Nos otorgamos la ley para no tomarnos la justicia en propia
mano, para crear de la sociedad un lugar someramente habitable. Como
ciudadanos, desde nuestra ética, podemos recurrir a la entelequia de la
justicia o a la obligación de la ley. La historia, sabia por pretérita,
desaconseja la aplicación de la primera y la acatación de la segunda.
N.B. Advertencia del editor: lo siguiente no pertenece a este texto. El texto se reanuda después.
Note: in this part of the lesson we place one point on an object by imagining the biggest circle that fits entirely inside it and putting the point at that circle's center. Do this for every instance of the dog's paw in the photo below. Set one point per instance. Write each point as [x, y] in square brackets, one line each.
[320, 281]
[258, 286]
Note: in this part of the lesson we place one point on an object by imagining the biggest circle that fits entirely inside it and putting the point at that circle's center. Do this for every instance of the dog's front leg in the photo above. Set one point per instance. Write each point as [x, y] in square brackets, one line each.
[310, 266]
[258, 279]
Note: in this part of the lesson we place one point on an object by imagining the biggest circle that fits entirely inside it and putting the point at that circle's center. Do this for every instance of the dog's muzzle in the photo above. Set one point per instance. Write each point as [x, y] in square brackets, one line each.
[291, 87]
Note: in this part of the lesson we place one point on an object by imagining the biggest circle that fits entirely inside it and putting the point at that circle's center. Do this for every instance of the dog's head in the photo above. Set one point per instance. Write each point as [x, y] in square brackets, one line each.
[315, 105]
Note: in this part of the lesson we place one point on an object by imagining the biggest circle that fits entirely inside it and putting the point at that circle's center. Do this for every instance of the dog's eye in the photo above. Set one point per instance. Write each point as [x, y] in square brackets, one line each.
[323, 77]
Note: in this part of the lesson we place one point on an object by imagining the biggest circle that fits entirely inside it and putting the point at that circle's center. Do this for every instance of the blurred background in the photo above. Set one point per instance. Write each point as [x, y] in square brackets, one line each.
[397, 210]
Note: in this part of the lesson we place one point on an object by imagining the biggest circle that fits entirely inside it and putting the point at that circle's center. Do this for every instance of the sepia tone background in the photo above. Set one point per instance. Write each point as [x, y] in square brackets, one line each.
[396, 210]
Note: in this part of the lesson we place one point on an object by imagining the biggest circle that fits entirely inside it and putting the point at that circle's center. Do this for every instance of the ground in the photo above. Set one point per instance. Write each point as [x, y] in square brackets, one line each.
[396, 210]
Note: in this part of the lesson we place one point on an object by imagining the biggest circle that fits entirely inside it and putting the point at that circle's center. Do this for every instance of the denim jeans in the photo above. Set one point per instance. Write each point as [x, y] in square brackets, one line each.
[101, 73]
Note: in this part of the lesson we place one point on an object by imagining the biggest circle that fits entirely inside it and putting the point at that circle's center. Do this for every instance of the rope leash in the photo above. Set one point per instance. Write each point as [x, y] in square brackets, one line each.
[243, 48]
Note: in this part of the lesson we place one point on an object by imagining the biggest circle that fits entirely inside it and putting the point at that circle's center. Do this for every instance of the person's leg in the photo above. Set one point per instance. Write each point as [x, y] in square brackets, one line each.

Estrasburgo ha tumbado la "doctrina Parot" con un
argumento irrefutable "vulneró el artículo 5.1 del
Convenio Europeo de Derechos Humanos (Derecho a la libertad y a la seguridad) y -por 16
votos contra 1- el artículo 7 (No hay pena sin ley)".
Pero
las heridas abiertas por el terrorismo etarra prolongado a costa del dolor y la
sangre durante más de cinco décadas aún no se han cerrado. El cuerpo clama
justicia. El cerebro esgrime la ley. Nombres como el de Troitiño, Arruti; Lasa
Mitxelena o Kubati entre los posibles excarcelados remueve los cimientos de la
ética hasta su base más íntima.
Pero
durante todo este tiempo, la línea que ha diferenciado a unos y otros ha sido
inflexible. La ley. El derecho a la vida. Los derechos humanos. Los demócratas
siempre hemos sostenido permanecer en el lado de la legalidad y ahora debemos
demostrar que lo estamos.
Estrasburgo
ha dictado sentencia. Las ascuas de la llama etarra se aventan. Es cosa
nuestra, de la sociedad, que se transformen en cenizas y no en brasas de odio.